Sportives solidaires et citoyennes

Soft power et sport : le cas de l’équipe féminine iranienne de football

9 août 2016

2016 est l’année européenne de la Lutte contre les Violences faites aux femmes. Il est intéressant de s’intéresser au Soft Power dans le sport et à la manière dont certains pays ont pu affirmer leur identité de manière différente sur la scène internationale.

 
halbaDr Bénédicte Halba, présidente fondatrice de l’Institut de recherche et d’information sur le volontariat

 

« On ne sait jamais évaluer la portée réelle du Soft Power »

 

La participation de l’équipe iranienne de football aux Jeux Olympiques de la Jeunesse (JOJ) 2010 est un cas d’école. Elle a combiné de manière subtile lutte contre la discrimination faite aux femmes dans le sport et respect de l’idéal de Coubertin.

Inventé il y a une vingtaine d’années (Nye, 1990) le concept de Soft Power désigne « les méthodes d’influence développées par un État qui ne s’appuient pas sur la violence mais sur des éléments idéologiques ou culturels en vue de satisfaire les intérêts de la nation qui les met en œuvre ». Il peut utiliser des méthodes brutales comme la coercition, ou au contraire user de moyens plus fins comme l’incitation ou la séduction. Dans tous les cas, il cherche à influencer les décisions politiques en faisant apparaître certains choix comme prioritaires, pour qu’ils s’imposent par leur crédibilité et leur légitimité.

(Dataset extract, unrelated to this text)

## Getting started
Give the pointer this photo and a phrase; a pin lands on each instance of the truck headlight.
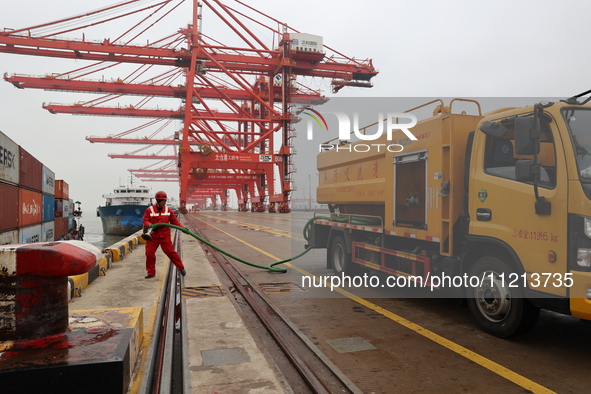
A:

En 2010, la FIFA refusait la participation des footballeuses iraniennes aux JOJ, qui se tenaient alors à Singapour. Contraintes de porter un voile, les joueuses ne respectaient pas le règlement, qui interdit que l’équipement sportif présente « une inscription ou un slogan politique, religieux ou personnel ». Un compromis est finalement trouvé. Les joueuses peuvent disputer le titre. Elles ont en effet accepté de troquer leur voile contre un chapeau couvrant leurs cheveux mais qui ne couvrait pas l’oreille, avec l’accord de la délégation officielle d’Iran.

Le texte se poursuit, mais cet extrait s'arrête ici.